Was das Strafprozessverfahren anlangt, so möchten wir nicht mit dem Herrn Verfasser die ausschliessliche Zuweisung der Steuerübertretungen oder Vergehen an die ordentlichen Gerichte befürworten. Wir erachten die Entscheidung durch die Finanzbehörden umso mehr als angemessen, als diese wegen ihrer technischen Kenntnisse die Schwere der Delikte zu würdigen besser in der Lage sind, als die Gerichte, denen jene Kenntnisse und damit der Maassstab der richtigen Beurtheilung in der Regel nicht beiwohnt. Dies Verfahren ist kurz, rasch und billig. Die Entscheidungen dürfen nicht arbiträr sein, jedoch muss Milderung der Strafe den gegebenen Umständen nach in der höheren Instanz des Verwaltungsverfahrens eintreten können. Das Recht, auf die Entscheidung der Gerichte anzutragen, muss dagegen zur Beseitigung vermeintlicher Unrichtigkeiten der Finanzbehörden dem Angeschuldigten im weitesten Umfange gestattet sein. Die entscheidenden Gerichte sollen aber nicht besondere Gefällegerichte, sondern die ordentlichen Gerichte sein. Die Zuständigkeit der Gerichte entscheidet sich für die einzelnen Fälle ohne Bedenken nach den allgemeinen Vorschriften im Hinblick auf das für das jeweilige Delict vorgesehene Strafmaass.

Auf den besonderen Theil des materiellen Strafrechts ist der Herr Verfasser nicht näher eingegangen, weil dieses wegen der verschiedenen Zweige des Steuerwesens überhaupt nicht die Arbeit eines einzelnen Mannes sei, sondern nur vereinten Kräften verschiedener mit den einzelnen Steuerzweigen besonders vertrauten Personen möglich sein würde, denen die besonderen technischen Kenntnisse innewohnen. Aus gleichen Erwägungen erachten wir auch eine vereinte Kodifizirung des gesammten Steuerstrafrechts nicht für ausführbar und glauben, dass die Spezialgesetzgebung nach den einzelnen Abgabenarten und in Verbindung mit den Steuergesetzen selbst geboten sei. Wie diese nicht stetig sind, müssen sich auch die Strafgesetze fortwährend ändern. Im Steuergesetze selbst werden sich dann auch Versuch,

Theilnahme, Konkurrenz und Rückfälligkeit, sowie Konfiskation praktischer behandeln lassen.

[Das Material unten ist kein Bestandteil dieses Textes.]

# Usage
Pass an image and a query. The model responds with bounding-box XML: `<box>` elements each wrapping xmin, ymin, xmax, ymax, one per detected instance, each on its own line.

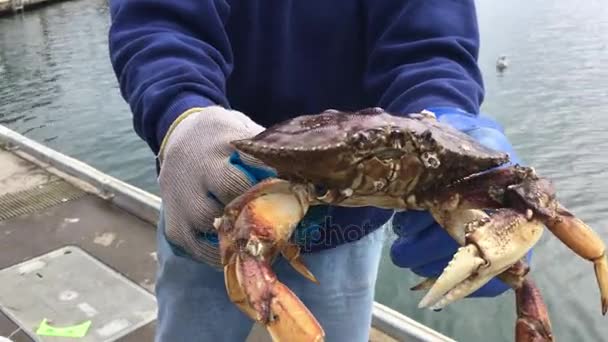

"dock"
<box><xmin>0</xmin><ymin>123</ymin><xmax>453</xmax><ymax>342</ymax></box>
<box><xmin>0</xmin><ymin>0</ymin><xmax>63</xmax><ymax>16</ymax></box>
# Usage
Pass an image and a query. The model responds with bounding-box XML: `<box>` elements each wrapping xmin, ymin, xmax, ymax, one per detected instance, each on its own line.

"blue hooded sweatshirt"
<box><xmin>109</xmin><ymin>0</ymin><xmax>484</xmax><ymax>251</ymax></box>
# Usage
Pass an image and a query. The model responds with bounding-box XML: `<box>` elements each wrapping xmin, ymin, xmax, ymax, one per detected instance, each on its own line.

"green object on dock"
<box><xmin>36</xmin><ymin>318</ymin><xmax>92</xmax><ymax>338</ymax></box>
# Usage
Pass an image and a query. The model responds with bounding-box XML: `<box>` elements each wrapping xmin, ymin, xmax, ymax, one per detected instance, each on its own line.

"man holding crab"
<box><xmin>109</xmin><ymin>0</ymin><xmax>532</xmax><ymax>341</ymax></box>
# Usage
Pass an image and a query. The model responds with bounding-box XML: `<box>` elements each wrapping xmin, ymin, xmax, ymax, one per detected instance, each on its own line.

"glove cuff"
<box><xmin>156</xmin><ymin>107</ymin><xmax>204</xmax><ymax>163</ymax></box>
<box><xmin>157</xmin><ymin>105</ymin><xmax>264</xmax><ymax>165</ymax></box>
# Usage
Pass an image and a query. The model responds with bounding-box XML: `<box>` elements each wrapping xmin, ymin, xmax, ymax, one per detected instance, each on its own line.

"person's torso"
<box><xmin>227</xmin><ymin>0</ymin><xmax>392</xmax><ymax>252</ymax></box>
<box><xmin>226</xmin><ymin>0</ymin><xmax>374</xmax><ymax>127</ymax></box>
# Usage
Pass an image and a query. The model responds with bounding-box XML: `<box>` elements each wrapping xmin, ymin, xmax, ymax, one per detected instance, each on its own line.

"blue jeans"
<box><xmin>156</xmin><ymin>211</ymin><xmax>385</xmax><ymax>342</ymax></box>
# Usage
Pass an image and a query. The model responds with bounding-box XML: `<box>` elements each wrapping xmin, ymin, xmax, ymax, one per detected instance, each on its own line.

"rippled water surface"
<box><xmin>0</xmin><ymin>0</ymin><xmax>608</xmax><ymax>341</ymax></box>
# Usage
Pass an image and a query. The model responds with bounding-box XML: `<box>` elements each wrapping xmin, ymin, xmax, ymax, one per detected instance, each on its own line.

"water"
<box><xmin>0</xmin><ymin>0</ymin><xmax>608</xmax><ymax>341</ymax></box>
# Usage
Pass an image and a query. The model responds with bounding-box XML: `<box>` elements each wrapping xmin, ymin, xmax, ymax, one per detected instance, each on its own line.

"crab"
<box><xmin>214</xmin><ymin>107</ymin><xmax>608</xmax><ymax>342</ymax></box>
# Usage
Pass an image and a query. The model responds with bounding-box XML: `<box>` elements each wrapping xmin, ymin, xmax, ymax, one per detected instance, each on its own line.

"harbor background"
<box><xmin>0</xmin><ymin>0</ymin><xmax>608</xmax><ymax>341</ymax></box>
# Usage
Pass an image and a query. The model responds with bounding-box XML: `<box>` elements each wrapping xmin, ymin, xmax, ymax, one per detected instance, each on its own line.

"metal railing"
<box><xmin>0</xmin><ymin>125</ymin><xmax>455</xmax><ymax>342</ymax></box>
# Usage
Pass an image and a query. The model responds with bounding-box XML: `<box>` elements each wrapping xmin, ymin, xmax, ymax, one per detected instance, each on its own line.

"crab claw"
<box><xmin>214</xmin><ymin>179</ymin><xmax>325</xmax><ymax>342</ymax></box>
<box><xmin>418</xmin><ymin>209</ymin><xmax>544</xmax><ymax>310</ymax></box>
<box><xmin>545</xmin><ymin>205</ymin><xmax>608</xmax><ymax>315</ymax></box>
<box><xmin>515</xmin><ymin>279</ymin><xmax>554</xmax><ymax>342</ymax></box>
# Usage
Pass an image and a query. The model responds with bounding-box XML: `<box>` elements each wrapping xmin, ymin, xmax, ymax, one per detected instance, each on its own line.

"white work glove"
<box><xmin>159</xmin><ymin>106</ymin><xmax>273</xmax><ymax>268</ymax></box>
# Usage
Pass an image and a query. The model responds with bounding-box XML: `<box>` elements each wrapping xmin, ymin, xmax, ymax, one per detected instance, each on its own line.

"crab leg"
<box><xmin>419</xmin><ymin>209</ymin><xmax>543</xmax><ymax>310</ymax></box>
<box><xmin>515</xmin><ymin>279</ymin><xmax>553</xmax><ymax>342</ymax></box>
<box><xmin>426</xmin><ymin>166</ymin><xmax>608</xmax><ymax>315</ymax></box>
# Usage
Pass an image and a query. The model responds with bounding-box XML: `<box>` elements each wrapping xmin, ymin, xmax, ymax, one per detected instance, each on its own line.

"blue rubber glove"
<box><xmin>390</xmin><ymin>107</ymin><xmax>532</xmax><ymax>297</ymax></box>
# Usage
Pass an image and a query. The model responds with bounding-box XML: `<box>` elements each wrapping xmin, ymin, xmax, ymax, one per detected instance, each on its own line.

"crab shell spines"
<box><xmin>232</xmin><ymin>108</ymin><xmax>508</xmax><ymax>195</ymax></box>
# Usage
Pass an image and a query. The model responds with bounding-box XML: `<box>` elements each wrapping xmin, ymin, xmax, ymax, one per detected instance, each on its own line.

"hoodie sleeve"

Zum Schlusse geben wir mit dem Herrn Verfasser dem Wunsche Ausdruck, dass bereits auf den Universitäten besondere Vorlesungen über Steuerrecht und Steuerstrafrecht gehalten würden, damit schon den Studirenden der Werth und die Wichtigkeit gezeigt werde, welche für den Staat darin liegt, dass den Abgabengesetzen Folge gegeben wird, damit sie lernen, was es bedeutet,

dem Kaiser zu geben, was des Kaisers ist,

und dass die Verletzung der Steuergesetze nicht bloss ein Unrecht gegen den Staat, sondern auch gegen den Mitbürger darstelle, weil für die hinterzogenen Gefälle bezw. für die dadurch dem Staate und mittelbar den Gemeinden entgehende Einnahme stets Andere, oft weniger Bemittelte mit aufkommen Severin.

müssen.

Berichte der GEHE-Stiftung zu Dresden. 1886 und 188/7. Verlag von v. Zahn & Jaensch. SS. 50. und 19.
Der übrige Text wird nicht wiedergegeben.